Der Terminus Backward Masking ist bereits in "Haarus Longus Satanas? - Teil 1" des öfteren gefallen. Da speziell hiermit immer wieder die ach so ultimative Verquickung von Rockmusik und Satanismus "bewiesen" wird, macht sich eine halbwegs neutrale überblicksartige Betrachtung notwendig, die ich im folgenden geben möchte. Da die thematische Einpassung nicht besser ausfallen könnte, habe ich mich dazu entschlossen, die eigentlich mit den ersten beiden Teilen als abgeschlossen geplante "legendäre" Rubrik "Haarus Longus Satanas?" wieder auferstehen zu lassen, als deren dritter Teil diese Untersuchung nun fungiert.
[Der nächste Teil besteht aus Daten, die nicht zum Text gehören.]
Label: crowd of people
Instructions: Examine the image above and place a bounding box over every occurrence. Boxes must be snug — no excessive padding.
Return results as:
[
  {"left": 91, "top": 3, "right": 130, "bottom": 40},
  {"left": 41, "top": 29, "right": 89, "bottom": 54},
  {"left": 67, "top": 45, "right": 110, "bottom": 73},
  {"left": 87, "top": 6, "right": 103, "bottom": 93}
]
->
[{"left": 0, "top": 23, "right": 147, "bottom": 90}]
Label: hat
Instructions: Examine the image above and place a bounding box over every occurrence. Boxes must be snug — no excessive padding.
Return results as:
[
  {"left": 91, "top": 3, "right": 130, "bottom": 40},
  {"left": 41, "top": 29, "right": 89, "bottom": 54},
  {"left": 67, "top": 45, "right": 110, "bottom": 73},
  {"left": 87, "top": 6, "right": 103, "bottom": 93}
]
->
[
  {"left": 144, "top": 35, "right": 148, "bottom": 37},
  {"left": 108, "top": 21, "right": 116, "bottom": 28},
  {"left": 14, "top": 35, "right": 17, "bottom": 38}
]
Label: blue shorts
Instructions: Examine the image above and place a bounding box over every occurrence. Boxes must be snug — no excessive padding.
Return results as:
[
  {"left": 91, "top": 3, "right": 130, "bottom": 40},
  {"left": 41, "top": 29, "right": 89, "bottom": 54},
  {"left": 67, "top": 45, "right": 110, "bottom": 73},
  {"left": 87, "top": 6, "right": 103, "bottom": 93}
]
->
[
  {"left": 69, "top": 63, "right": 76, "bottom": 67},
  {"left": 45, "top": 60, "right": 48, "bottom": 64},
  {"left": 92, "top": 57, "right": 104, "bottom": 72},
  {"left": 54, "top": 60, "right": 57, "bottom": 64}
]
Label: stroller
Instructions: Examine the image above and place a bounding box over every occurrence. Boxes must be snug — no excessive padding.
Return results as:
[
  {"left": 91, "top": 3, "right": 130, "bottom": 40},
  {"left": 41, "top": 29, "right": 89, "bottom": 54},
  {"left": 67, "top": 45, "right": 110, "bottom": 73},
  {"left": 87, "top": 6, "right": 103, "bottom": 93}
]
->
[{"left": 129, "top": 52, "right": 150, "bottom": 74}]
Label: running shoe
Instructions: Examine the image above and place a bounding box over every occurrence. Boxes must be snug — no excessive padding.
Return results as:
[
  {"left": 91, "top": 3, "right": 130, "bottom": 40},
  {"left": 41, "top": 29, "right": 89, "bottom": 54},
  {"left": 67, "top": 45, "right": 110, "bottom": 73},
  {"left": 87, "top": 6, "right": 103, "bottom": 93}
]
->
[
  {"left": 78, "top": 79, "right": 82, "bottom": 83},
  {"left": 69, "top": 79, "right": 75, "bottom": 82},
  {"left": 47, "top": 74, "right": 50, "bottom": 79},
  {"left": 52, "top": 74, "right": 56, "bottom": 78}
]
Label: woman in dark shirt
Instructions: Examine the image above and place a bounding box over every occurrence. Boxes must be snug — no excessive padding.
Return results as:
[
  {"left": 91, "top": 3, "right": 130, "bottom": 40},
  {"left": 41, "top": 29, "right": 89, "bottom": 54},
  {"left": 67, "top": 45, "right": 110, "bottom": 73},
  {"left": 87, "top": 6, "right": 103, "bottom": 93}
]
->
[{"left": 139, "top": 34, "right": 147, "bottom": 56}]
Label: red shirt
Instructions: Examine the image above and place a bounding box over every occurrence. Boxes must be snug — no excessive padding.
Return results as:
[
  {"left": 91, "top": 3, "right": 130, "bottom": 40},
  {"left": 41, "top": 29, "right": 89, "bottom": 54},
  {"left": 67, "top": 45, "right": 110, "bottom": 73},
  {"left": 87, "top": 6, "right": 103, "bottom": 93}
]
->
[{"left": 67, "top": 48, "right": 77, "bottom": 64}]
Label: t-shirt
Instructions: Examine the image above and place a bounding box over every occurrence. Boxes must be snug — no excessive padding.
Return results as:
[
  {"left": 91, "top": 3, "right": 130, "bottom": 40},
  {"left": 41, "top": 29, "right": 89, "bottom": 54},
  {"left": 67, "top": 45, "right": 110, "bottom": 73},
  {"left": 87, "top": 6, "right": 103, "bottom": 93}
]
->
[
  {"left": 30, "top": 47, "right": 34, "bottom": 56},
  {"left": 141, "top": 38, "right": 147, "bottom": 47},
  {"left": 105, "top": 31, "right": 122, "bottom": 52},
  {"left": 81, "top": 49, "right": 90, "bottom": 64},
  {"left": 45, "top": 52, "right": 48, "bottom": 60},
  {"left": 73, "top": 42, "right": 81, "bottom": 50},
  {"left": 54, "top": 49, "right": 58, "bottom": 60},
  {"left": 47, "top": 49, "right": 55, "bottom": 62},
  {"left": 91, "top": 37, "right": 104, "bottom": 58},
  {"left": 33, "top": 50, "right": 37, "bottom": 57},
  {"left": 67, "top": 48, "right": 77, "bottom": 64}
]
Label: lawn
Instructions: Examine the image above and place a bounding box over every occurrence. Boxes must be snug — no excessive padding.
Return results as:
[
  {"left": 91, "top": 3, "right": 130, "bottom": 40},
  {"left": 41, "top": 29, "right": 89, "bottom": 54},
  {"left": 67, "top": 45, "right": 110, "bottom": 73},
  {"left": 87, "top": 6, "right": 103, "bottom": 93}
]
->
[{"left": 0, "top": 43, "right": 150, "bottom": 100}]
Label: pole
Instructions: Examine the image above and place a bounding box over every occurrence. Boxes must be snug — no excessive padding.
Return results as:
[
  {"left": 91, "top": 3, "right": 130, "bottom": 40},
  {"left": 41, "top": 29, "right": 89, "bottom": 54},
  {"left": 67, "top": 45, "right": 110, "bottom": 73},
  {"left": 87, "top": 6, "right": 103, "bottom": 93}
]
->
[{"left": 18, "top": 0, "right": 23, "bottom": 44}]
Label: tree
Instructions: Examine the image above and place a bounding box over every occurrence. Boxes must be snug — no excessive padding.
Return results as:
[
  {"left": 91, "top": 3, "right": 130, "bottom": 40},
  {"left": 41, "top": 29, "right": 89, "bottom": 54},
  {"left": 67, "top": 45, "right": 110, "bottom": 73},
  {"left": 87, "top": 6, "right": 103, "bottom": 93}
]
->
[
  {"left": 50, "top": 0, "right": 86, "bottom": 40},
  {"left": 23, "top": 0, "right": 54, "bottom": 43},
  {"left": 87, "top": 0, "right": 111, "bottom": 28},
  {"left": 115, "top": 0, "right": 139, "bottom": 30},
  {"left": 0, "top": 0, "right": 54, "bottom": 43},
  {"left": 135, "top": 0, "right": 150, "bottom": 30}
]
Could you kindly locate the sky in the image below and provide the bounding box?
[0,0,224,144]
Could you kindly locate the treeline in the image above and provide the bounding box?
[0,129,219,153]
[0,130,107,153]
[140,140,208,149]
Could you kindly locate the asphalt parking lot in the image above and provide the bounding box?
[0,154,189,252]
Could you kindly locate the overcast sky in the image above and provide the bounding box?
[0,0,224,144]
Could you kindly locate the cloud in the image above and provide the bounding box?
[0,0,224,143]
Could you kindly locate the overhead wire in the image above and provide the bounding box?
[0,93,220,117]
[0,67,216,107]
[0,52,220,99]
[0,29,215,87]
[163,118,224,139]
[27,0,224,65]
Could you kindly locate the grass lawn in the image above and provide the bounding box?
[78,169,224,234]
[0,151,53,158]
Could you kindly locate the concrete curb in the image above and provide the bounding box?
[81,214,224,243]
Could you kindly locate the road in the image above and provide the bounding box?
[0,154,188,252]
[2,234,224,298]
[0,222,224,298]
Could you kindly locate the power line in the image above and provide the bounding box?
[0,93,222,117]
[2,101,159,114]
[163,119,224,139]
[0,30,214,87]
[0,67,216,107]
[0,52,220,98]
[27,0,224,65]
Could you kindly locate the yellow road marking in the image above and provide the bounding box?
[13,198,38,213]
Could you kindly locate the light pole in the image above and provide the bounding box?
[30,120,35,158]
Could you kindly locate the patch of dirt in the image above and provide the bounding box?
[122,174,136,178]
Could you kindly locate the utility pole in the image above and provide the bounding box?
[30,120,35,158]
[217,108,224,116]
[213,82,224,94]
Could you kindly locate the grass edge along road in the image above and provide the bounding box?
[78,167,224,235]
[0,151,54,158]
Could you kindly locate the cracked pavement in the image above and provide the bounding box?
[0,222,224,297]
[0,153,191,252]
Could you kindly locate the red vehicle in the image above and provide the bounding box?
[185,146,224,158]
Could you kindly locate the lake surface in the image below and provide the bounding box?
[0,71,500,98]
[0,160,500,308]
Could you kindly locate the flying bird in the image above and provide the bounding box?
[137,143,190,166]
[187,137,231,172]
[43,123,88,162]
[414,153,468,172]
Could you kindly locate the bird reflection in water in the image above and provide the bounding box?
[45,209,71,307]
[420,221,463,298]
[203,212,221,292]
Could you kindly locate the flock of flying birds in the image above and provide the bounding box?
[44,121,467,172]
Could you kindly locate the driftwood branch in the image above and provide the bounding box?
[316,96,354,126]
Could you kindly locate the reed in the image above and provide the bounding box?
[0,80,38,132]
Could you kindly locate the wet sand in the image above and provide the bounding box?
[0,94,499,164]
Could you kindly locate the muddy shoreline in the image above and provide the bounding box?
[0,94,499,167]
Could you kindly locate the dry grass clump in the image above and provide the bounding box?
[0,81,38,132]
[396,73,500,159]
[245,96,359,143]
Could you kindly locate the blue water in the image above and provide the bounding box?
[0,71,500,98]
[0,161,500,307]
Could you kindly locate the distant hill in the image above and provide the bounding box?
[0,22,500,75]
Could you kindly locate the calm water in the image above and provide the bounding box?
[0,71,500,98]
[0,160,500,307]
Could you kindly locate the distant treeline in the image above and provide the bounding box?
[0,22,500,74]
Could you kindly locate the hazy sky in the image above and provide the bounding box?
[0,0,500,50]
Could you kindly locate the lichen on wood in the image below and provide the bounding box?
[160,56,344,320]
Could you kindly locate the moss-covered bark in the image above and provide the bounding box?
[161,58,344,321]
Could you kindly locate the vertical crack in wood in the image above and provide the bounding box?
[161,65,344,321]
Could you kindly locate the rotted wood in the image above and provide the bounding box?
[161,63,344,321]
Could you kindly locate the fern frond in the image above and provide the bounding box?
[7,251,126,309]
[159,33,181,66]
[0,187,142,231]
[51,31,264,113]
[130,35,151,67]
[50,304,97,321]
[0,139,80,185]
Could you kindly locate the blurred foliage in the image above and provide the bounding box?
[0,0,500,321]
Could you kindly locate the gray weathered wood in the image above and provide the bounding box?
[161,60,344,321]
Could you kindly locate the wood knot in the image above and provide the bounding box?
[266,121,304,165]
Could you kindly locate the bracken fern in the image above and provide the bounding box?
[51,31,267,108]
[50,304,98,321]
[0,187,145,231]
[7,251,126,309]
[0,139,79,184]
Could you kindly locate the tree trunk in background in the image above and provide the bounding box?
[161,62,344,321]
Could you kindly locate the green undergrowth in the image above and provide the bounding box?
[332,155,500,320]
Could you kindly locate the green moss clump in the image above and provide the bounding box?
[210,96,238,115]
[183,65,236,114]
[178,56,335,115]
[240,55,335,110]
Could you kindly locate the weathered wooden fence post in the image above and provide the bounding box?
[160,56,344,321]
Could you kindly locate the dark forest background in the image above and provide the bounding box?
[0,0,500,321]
Abgesehen von Dierk Heimann, der eine nachahmenswerte wissenschaftlich-neutrale Position einnimmt, wird in sämtlicher Literatur, die am Ende des Artikels genannt ist, eine arg pseudowissenschaftlich angehauchte Sicht der Dinge vertreten. Leider bewegen sich die meisten Autoren auf dem Level der bereits in "Haarus Longus Satanas? I" von mir geschmähten Rockwell bzw. Passantinos. Selbst Gisela Esser, deren ganz passabel recherchierter Beitrag über Black und Death Metal trotz diverser Fehler durchaus lesenswert ist, baut in die Doppelseite zum Thema Backward Masking eine ganze Reihe von Widersprüchen ein. Die drei Hauptwerke zum Thema Backward Masking (Peters/Merrill, Buschmann, Heimann) sind zum Glück (Peters/Merrill, Buschmann) bzw. leider (Heimann) nicht im Frühjahrskatalog 1998 des größten deutschen Buchgroßhändlers Koch, Neff & Oetinger enthalten und offenbar derzeit nur über den Verlag oder gar nicht erhältlich. Größere Bibliotheken haben die Bücher aber sicher vorrätig. Die Evangelische Zentralstelle für Weltanschauungsfragen (Auguststraße 80, 10117 Berlin) kopiert auf Anfrage den Artikel von Groh (an dieser Stelle Dank und Gruß an Susanne Feess). Der ebenfalls des öfteren zitierte Artikel von Weirauch war indes nicht aufzufinden.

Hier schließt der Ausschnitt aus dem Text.